An outer defensive work in a fortress or a fortified town, usually in the form of a tower located at a gate or a bridge.
(ACM 5: dp. 1,320 (f.); l.188'2"; b. 37'0"; dr. 12'6" (mean) (f.); s. 12.5 k.; cpl. 69; a. 1 40mm.; cl. Chimo)
Barbican (ACM 51) constructed by the Marietta Manufacturing Co. at Point Pleasant, W. Va., for the Army as the mine planter Col. George Armistead was acquired by the Navy from the Army Coast Artillery at Charleston, S.C., on 6 January 1945; renamed Barbican and designated an auxiliary minelayer, ACM 5, on 19 January 1945; converted for naval service by the Charleston (S.C.) Navy Yard; and placed in commission there on 24 March 1945, Lt.

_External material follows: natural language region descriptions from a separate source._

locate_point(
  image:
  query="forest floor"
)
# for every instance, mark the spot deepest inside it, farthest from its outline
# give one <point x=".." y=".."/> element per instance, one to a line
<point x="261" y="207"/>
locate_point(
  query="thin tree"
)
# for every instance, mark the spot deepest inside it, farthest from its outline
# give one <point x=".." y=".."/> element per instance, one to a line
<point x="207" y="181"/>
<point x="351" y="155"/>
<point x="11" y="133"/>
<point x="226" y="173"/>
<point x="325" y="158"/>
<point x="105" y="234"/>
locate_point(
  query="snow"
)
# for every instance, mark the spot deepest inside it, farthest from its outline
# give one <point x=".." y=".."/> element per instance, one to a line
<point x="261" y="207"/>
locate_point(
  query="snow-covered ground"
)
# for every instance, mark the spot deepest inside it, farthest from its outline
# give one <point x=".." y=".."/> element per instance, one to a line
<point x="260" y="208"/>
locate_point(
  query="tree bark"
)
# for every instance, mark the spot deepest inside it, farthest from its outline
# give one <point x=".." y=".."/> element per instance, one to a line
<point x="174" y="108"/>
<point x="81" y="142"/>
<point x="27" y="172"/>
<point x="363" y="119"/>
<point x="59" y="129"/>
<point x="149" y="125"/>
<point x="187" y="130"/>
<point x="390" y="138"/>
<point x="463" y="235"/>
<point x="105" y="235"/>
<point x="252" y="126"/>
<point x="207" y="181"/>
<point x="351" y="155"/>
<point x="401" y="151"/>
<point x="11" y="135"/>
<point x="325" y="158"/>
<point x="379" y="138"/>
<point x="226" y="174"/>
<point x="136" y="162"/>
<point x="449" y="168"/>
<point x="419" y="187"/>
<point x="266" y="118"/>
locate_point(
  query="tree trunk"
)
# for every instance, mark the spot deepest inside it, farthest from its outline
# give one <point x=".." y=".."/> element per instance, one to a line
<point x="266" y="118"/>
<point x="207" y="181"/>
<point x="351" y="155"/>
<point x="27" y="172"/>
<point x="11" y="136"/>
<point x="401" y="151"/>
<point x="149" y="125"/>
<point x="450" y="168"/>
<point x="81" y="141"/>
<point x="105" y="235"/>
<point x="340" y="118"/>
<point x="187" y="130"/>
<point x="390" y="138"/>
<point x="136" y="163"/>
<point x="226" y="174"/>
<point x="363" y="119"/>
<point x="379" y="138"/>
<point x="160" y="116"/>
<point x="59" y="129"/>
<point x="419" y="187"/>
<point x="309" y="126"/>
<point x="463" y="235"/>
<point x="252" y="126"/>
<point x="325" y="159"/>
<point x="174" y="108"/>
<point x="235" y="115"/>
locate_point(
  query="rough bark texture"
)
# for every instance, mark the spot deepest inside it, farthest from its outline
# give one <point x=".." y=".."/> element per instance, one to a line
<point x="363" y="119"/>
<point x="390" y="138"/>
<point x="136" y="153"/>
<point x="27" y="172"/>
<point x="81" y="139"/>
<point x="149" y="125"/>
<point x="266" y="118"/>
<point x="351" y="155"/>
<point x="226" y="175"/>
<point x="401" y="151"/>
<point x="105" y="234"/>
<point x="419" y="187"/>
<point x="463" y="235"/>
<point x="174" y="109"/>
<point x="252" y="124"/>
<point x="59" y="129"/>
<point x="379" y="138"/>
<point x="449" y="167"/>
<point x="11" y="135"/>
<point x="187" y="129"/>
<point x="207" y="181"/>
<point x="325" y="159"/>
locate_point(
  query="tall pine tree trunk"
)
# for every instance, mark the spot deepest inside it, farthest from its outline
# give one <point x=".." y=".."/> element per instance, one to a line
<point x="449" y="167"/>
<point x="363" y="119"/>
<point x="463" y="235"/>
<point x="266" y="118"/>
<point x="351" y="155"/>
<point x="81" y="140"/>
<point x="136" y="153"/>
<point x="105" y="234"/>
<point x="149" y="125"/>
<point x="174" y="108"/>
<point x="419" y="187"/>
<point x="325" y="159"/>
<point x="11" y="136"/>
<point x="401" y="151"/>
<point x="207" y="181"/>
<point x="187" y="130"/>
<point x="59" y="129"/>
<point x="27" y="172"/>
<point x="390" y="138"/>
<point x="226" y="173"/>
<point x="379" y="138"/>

Comdr. Alexander Anderson, Jr., in command.
Following shakedown training out of Charleston between 31 March and 24 April, Barbican arrived in the Pacific late in the summer of 1945 too late to participate in the war against Japan. In fact, Barbican did not depart Pear1 Harbor and head for the western Pacific until 17 August, two days after the Japanese capitulation ended hostilities. On her way west, the auxiliary minelayer made one stop at Midway Island before arriving at Saipan in the Marianas on 20 September. There, she reported for duty with the Commander, Minecraft, Pacific Fleet. For a little more than a month, she served as tender and flagship for a squadron of motor minesweepers (YMS), performing those duties both at Saipan and at Okinawa. Late in October, the ship moved from Okinawa to Sasebo, Japan, where she took part in the postwar occupation of Japan. That assignment lasted unti1 24 February 1946, when she headed back to the United States. She reported to the Commandant, 12th Naval District, late in April 1946 for duty pending inactivation. Barbican was placed out of commission at San Francisco on 12 June 1946 and was transferred simultaneously to the Coast Guard. Her name was struck from the Navy list on 19 July 1946.